Aveux acide inspirant un demi-sourire chez celui qui écoute. « Pas de nouvelles, bonnes nouvelles comme on dit. » Réplique chantée qui vint étirer les lèvres du plus jeune vampire, dans un sourire en coin, à peine perceptible. Ses mains à présent inoccupées, viennent trouver distraction dans l’entrelacement incessant de ses doigts. Geste témoignant clairement du malaise occasionné par la pression de cette vérité, enfin dégueulée des tripes de l’impie. Mais Nathan, il a autre vision de la chose… « Je sais, mais à la base, ce n'est pas toi qui est sensé m'être redevable, j'espère que tu le sais. » Il pousse un léger soupire, alors qu’il gagne le regard et l’attention de Nate. « Je n'ai pas besoin de tes services pour le moment. Je ne suis qu'un simple avocat et celui de la Brigade. » L’amusement et l’ironie s’accouplent dans ses mots et son sourire. Le jeune maudit, même touché par les mots de son hôte, resta neutre, continuant de l’écouter attentivement. « Mais, si jamais je saurais où te trouver, compte la dessus. » Il boit une gorgée, alors que Nate lâche un rictus, dénouant sa nuque de la pression ressentie.
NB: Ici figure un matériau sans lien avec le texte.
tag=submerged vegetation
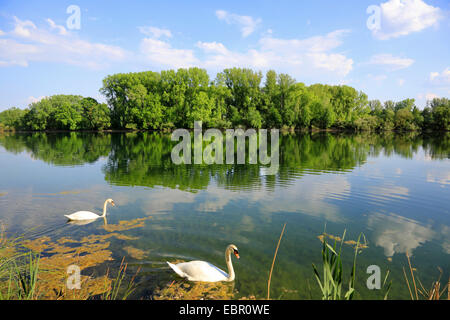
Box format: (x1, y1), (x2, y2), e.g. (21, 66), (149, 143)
(0, 68), (450, 131)
(0, 218), (147, 300)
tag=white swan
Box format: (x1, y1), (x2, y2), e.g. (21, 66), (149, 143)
(167, 244), (239, 282)
(64, 199), (115, 221)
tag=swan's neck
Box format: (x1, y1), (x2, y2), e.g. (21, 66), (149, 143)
(225, 250), (234, 281)
(102, 201), (108, 217)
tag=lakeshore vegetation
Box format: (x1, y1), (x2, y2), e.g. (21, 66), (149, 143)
(0, 68), (450, 131)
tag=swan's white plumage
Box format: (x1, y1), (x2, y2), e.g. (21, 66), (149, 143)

Bien sûr qu’il savait où le trouver ! Ce gars à des ressources insoupçonnées. N’être qu’avocat est une bien belle et bien pauvre image cachant le potentiel de ce monstre ! Même si le jeune vampire n’était pas d’accord avec ses propos, il se tû dans un premier temps. Pour lui, il était complètement indépendant de sa Mère. Il ne voulait plus rien avoir affaire avec elle. Ainsi, payer sa dette directement à Nathan, constituait une forme d’indépendance. Inconsciemment, il se sentait redevable même si le service fut émis par une toute autre origine. Rendre la pareille sans prendre en compte ce facteur Mère, nourrissait son indépendance vis-à-vis d’elle. Faire comme si elle n’avait plus aucun pouvoir sur lui… Comme s’il ne lui devait plus rien…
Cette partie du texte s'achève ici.